In 1891 a tall, handsome, broad-chested young man with black hair, flashing eyes, and a drooping moustac he stood on a lecture platform in Dublin and startled his audience with an idea that would affect the course of Irish history.

The man was Dr. Douglas Hyde, bilingual scholar, folklorist, poet and essayist. The occasion was Hyde’s inaugural lecture as President of the National Literary Society.
Described by An Seabhac as “the first real folklorist, Hyde was a pioneer, in the tradition of Iain Campbell and John McKenzie of Scotland, in the “Scientific” collecting and scholarly presentation of Irish folklore. His collection of tales Leabhar Sgeulaighéachta in 1889 was a significant landmark in the history folklore in Ireland. It added a new dimension to the work of his predecessors in the field, including Thomas Crofton Croker, Patrick Kennedy, Lady Wilde and Jeremiah Curtin.

His subsequent works, Beside the Fire in 1890, Love Songs of Connaught in 1893 and Legends of Saints and Sinners in 1916, were acknowledged by William Butler Yeats (1865 – 1939) as major sources of the Irish Literary Renaissance. He later joined with Yeats, Lady Gregory and John Millington Synge to create an Irish theatre. His work with Milicete Indians in Canada in 1891 and his remarkable song collections confirmed his reputation.

One of the founders of the Folklore of Ireland Society in 1927, he was the first Treasurer and later Patron of the Society, and was appointed Chairman of the Irish Folklore Institute in 1930.

In his address, entitled On the Necessity for De-Anglicising the Irish People, Hyde argued that a first step towards finding a solution to the problems of Ireland was to restore its sense of national identity.

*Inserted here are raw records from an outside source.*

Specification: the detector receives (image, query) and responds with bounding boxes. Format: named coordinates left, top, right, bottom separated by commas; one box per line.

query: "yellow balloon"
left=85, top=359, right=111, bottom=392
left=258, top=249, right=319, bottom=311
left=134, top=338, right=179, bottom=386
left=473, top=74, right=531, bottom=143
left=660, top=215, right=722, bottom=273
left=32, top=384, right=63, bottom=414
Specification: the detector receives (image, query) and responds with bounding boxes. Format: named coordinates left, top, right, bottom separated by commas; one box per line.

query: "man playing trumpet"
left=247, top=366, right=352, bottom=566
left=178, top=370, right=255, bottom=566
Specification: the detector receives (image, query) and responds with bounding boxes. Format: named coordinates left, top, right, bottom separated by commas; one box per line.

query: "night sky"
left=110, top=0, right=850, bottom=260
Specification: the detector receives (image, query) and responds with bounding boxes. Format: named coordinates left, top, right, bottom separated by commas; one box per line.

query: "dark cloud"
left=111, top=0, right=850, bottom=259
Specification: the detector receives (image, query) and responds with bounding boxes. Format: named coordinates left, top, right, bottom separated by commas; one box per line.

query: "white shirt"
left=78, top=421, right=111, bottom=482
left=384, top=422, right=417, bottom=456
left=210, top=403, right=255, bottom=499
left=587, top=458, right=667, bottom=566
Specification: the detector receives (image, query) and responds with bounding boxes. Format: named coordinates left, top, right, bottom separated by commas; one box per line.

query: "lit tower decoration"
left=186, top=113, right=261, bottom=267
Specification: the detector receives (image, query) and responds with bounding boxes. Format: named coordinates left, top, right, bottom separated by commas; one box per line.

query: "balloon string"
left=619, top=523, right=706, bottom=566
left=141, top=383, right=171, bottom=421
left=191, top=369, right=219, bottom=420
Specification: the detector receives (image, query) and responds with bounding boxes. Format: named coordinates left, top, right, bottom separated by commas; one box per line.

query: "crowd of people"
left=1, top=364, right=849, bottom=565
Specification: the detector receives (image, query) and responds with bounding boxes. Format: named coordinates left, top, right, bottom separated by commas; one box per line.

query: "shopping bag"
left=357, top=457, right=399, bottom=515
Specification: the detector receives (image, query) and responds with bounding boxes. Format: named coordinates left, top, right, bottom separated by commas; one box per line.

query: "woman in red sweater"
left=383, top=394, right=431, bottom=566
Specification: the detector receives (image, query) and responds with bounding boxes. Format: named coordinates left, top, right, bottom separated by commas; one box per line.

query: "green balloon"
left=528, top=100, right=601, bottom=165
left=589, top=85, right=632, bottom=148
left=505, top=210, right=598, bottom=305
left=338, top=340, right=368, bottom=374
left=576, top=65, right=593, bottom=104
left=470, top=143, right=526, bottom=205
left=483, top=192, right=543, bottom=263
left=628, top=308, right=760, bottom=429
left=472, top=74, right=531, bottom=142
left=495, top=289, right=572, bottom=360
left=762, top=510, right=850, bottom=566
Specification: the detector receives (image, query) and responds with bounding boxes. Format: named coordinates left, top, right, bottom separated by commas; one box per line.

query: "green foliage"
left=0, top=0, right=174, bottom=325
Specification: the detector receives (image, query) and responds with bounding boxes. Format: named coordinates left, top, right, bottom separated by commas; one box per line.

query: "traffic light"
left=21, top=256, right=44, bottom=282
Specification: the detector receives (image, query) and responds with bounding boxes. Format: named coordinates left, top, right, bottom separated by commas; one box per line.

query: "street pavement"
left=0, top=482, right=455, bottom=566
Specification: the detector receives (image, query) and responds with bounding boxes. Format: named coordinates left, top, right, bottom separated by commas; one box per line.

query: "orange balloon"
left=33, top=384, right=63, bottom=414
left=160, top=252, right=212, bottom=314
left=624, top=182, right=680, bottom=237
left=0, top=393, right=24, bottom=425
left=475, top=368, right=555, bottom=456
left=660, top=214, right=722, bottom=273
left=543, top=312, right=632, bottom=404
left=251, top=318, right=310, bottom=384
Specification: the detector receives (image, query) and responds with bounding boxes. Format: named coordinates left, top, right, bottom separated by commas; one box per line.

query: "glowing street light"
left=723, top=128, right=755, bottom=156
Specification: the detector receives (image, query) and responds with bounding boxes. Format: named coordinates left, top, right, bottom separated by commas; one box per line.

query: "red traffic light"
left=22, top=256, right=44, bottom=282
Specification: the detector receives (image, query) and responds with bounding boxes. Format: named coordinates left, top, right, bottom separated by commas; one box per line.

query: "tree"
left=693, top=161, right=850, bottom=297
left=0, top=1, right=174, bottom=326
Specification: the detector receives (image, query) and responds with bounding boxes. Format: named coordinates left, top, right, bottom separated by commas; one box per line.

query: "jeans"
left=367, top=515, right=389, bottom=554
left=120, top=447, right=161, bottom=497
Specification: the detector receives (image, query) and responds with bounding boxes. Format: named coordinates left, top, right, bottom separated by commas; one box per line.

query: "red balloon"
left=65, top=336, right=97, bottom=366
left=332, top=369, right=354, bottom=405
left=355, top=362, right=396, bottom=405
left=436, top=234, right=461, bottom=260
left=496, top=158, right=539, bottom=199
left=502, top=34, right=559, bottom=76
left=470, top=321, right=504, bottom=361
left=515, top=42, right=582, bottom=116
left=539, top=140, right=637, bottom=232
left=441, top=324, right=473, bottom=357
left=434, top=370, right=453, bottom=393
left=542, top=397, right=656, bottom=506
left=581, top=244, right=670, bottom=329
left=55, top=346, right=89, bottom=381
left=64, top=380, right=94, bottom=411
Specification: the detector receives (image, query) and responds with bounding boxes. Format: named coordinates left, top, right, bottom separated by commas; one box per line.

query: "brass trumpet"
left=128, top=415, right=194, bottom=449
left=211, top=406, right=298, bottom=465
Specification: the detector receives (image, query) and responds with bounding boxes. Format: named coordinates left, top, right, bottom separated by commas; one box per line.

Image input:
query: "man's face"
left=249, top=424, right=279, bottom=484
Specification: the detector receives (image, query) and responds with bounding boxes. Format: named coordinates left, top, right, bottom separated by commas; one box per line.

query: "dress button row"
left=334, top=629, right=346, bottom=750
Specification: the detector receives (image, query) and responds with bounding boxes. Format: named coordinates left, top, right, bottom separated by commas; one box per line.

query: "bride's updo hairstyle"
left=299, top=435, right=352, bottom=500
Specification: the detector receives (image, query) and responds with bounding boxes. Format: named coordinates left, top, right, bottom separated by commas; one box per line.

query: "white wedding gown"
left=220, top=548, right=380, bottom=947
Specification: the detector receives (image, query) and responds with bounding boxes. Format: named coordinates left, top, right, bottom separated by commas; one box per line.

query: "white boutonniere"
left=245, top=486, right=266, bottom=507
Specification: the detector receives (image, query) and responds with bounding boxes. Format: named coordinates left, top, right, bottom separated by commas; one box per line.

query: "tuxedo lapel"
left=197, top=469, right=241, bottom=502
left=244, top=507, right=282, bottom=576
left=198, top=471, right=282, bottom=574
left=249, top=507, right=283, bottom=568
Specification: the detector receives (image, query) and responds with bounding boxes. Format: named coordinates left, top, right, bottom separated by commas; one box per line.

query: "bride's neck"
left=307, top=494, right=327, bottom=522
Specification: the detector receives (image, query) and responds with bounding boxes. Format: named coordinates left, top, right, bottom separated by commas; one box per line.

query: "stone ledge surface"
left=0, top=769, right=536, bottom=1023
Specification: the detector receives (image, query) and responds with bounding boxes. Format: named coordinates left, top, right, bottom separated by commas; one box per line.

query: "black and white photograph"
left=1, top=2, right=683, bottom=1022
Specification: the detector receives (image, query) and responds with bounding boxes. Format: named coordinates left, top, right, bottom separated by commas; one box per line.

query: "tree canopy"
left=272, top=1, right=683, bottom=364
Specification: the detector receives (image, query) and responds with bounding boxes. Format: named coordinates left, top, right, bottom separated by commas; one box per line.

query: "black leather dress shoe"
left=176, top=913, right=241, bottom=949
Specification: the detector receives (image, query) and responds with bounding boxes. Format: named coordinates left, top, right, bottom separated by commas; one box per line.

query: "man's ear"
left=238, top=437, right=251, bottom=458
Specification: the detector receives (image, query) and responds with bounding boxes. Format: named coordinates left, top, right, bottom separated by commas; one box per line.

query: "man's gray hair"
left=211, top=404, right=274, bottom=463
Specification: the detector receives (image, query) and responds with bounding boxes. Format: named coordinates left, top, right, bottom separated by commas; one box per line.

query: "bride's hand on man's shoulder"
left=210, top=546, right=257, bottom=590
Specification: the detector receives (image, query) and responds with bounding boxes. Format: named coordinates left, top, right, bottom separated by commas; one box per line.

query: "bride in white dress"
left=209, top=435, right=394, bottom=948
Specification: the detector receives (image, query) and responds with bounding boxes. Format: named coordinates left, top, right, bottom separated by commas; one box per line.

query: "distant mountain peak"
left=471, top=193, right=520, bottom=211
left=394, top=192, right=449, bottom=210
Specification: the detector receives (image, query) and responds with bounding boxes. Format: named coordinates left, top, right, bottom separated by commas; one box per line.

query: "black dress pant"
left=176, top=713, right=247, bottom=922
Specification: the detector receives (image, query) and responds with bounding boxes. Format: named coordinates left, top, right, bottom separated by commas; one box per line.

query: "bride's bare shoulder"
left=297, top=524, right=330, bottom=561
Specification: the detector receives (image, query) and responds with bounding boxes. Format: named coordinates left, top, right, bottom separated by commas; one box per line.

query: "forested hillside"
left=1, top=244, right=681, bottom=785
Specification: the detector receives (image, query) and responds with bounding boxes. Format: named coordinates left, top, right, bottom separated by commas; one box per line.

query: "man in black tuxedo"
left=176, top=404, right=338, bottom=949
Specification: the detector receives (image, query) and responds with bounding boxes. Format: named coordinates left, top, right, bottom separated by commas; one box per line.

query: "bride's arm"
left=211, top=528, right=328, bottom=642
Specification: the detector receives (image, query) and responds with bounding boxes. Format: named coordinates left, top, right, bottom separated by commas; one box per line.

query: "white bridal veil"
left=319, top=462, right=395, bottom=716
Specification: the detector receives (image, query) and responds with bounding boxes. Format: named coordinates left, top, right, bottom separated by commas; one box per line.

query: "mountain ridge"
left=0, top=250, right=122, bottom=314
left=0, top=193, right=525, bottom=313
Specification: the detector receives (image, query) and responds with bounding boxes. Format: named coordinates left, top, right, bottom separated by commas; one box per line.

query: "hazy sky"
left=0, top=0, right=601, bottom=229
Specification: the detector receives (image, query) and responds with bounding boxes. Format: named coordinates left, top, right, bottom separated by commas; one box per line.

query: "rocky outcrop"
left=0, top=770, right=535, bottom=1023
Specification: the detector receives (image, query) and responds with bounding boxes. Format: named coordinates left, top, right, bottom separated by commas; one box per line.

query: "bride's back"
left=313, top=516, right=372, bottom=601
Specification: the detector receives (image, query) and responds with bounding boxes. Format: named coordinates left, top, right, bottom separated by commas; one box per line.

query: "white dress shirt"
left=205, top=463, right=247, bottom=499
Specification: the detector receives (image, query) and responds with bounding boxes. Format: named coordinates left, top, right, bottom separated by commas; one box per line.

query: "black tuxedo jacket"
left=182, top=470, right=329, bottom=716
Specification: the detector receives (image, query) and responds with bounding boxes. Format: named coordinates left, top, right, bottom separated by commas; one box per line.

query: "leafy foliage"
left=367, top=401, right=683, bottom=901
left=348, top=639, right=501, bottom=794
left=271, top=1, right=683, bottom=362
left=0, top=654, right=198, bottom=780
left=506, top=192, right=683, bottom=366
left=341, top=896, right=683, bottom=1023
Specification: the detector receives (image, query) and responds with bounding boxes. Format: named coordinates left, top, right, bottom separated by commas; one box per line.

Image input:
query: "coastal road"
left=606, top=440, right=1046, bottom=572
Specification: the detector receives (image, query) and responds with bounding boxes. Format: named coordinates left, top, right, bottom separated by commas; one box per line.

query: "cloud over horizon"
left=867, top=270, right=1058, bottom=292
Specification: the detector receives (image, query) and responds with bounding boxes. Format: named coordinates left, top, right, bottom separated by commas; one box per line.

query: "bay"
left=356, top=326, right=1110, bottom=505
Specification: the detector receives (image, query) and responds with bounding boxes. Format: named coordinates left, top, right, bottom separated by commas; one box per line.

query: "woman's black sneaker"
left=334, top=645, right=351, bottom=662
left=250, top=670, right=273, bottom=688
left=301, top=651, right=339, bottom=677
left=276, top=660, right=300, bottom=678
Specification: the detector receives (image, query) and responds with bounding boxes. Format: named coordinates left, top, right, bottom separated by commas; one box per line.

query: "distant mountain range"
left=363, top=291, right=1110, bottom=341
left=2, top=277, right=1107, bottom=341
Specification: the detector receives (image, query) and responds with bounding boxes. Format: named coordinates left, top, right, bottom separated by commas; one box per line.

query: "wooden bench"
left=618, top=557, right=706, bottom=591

“To do this” he declared, “Ireland’s people must stop imitating England, revive the use of Irish personal names and place names, rediscover the pleasures of traditional Irish music and dancing, promote Irish games, give new life to Irish customs, and keep alive for generations yet unborn that the most important repository of and key to Irish history and culture: the Irish language”.